Natural gas shippers in Mexico will need to tighten up their operations to avoid penalties under newly approved rules governing the Sistrangas national pipeline network, according to Talanza Energy Consulting’s David Rosales.

The rules, authored by Sistrangas operator Centro Nacional de Control del Gas Natural (Cenagas) and approved by the Comisión Reguladora de Energía (CRE), are meant to ensure “operational discipline” on the system and reduce losses incurred by Cenagas.

The rules allow Cenagas to identify with greater precision which users are causing system imbalances, either by consuming more gas than they’ve requested, or injecting less gas into the system than they committed.

Since large-scale natural gas storage is not yet a reality in Mexico, Cenagas must correct system imbalances by purchasing liquefied natural gas (LNG) via the Altamira and Manzanillo regasification terminals, and injecting it into the Sistrangas.

Under the new rules, if a user causes a system imbalance great enough to require an injection of LNG, the user must reimburse Cenagas at LNG cost, which is higher than the price of gas produced in Mexico or imported by pipeline from the United States.

Under the previous rules, the user could reimburse Cenagas by simply injecting the amount of gas equal to what that the user had overdrawn or under-injected.

To minimize their exposure to cash penalties under the new framework, users will need to stabilize their consumption as much as possible, Rosales told NGI’s Mexico GPI.
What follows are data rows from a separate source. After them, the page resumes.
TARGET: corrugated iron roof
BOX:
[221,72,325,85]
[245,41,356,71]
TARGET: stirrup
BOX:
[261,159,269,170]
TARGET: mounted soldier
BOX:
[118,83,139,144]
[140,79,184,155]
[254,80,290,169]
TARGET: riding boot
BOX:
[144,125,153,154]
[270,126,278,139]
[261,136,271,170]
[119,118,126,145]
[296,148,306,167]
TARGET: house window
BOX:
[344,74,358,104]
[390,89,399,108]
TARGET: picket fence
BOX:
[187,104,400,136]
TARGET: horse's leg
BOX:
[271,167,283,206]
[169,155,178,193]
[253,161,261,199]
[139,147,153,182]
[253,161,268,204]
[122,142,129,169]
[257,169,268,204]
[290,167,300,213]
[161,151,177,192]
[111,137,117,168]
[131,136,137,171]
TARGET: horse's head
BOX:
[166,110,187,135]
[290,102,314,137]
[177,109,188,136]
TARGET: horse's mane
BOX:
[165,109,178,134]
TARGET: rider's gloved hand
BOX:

The challenge, he said, is that Cenagas often does not reveal how much gas it has confirmed for a given user on a given flow day until two or three days after that day has passed.

In other words, users have no way of knowing whether they have exceeded their allotted consumption until after the fact, Rosales said, making it “impossible to react.”

“This is an issue that is still pending,” Rosales said, explaining that he would have liked the new rules to mandate same-day confirmations by Cenagas of gas volumes requested by users.

“Then you can lower your consumption a bit,” Rosales said. “You can correct something.”

But without this stipulation, the new rules lack the proverbial carrot for users, Rosales said, instead treating them “only with the stick.”

To mitigate this risk, he said, users may want to request slightly more gas than they expect to use, at least in the beginning, since penalties for under-consumption are less severe than those for over-consumption.

Users also must learn to recognize the variables published by Cenagas, namely line pack and pressure, that will impact them, Rosales said.

All users will need to have personnel dedicated to monitoring their consumption and identifying system conditions, “with capacity to react and to make intraday purchases when necessary,” Rosales said, adding that users may want to line up suppliers of complementary services such as park and loan (PAL) to mitigate these risks.

The new rules present an opportunity for firms that can provide these services, as well as those who can provide in-line metering technology.

In the resolution approving the new rules, CRE mandated that Cenagas must guarantee by February 19, 2020, that all system users have access to meters in order to determine their injections and extractions in real time.

Rosales said that the new rules include steps in the right direction, such as incentivizing more meters, and a more accurate, precise, and transparent methodology for calculating and assigning the costs of LNG.

However, he said, authorities have yet to properly address the root causes of the chronic system imbalances, namely delayed midstream infrastructure projects and declining domestic gas production.